NHS analysis of reports into 38 surgical Never Events – patient safety incidents that are considered preventable – from across England that occurred between April 2016 and March 2017 (the last full year with data available) also revealed it is easy to mishear critical information being passed between OR staff.

How can a surgeon ensure everyone within a multi-disciplinary team – including a lead surgeon, registrar, anaesthetist , radiographer, surgeon’s assistant,  scrub nurse, and equipment runner – is fully engaged throughout an extended period? How can all team members be confident that they have heard accurately, especially when moving between the OR, prep rooms and equipment stores?

Right First Time

To address these challenges in effective teamwork and communication within the OR, the “Improving communication in robotic-assisted laparoscopic surgery” study set out to evaluate the effect of using a wireless audio headset device on communication, efficiency and patient outcome in robotic surgery. The controlled trial of individuals participating in gynaecologic and urologic robotic procedures, evaluated the quality of communication, performance, teamwork and mental load. The study also measured ambient noise levels throughout the duration of the procedures.

Participants reported better overall communication in cases where headsets were used; while there was also a measurable impact on reducing the ambient noise level when headsets were deployed. The report confirms, “Our study shows that the use of wireless headsets improves communication in the robotic OR. In addition, the percentage of time above a peak sound level of 70 dB is reduced while using headsets.”

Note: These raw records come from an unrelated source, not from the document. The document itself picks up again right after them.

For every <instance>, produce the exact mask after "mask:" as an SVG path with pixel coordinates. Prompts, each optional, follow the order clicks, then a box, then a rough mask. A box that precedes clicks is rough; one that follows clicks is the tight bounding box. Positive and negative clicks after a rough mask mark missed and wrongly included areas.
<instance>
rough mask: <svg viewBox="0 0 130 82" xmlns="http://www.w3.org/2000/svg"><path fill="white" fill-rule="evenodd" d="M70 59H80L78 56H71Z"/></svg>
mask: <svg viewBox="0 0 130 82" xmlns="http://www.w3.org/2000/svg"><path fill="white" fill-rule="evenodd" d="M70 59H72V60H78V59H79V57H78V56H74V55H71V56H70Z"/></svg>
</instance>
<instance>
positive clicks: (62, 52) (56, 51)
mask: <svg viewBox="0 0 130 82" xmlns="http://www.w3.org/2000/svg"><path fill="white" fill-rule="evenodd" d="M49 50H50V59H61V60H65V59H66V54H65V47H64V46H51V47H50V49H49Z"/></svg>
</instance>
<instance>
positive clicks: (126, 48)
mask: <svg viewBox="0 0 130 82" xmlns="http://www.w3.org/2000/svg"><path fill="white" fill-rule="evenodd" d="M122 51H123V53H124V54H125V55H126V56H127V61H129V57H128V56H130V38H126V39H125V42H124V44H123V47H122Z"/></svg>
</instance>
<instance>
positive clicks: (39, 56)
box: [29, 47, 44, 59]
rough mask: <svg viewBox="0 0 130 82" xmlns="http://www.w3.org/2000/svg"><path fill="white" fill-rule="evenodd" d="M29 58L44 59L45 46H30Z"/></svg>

These findings are backed up by the experiences of surgeons in the UK.  Paul Harnett, Consultant Trauma and Orthopaedic Surgeon at King’s College Hospital and Orpington Hospital is among a growing body of surgeons using audio headsets within the OR to ensure every team member can communicate effectively throughout a procedure. Harnett says, “Audio headsets make a significant improvement in communicating to everyone involved.”

Conclusion

There is mounting evidence for the value of single channel, lightweight headsets in providing high quality, effective communication where every team member is part of the process, with ready acknowledgement and confirmation of information and instruction.  As Sweetnam confirms, “It is essential that all staff are aware of the decisions being made – and that interruptions are kept to a minimum. Everyone working on a complex procedure gets into a rhythm; if we have to stop for any reason – perhaps to repeat what has been said, turn around to speak with people or we’re delayed because a revised instruction to the runner wasn’t heard – it is incredibly frustrating. Headsets improve the process: there is no need to repeat instructions or clarify requests. Everyone can hear exactly what has been said the first time.”

With the higher volume of information exchanged within the OR team during robotic surgery and the shift towards verbal cues, as a result of his study Ziv Tsafrir concludes, “With the assistance of the wireless headsets, we amplified the verbal cues. This intervention showed marked improvement in all four of the domains that were evaluated: quality of communication, performance, teamwork, and mental load. Moreover, all team members, regardless of their role, shared the same positive perception of the added value of using the headsets in cases.”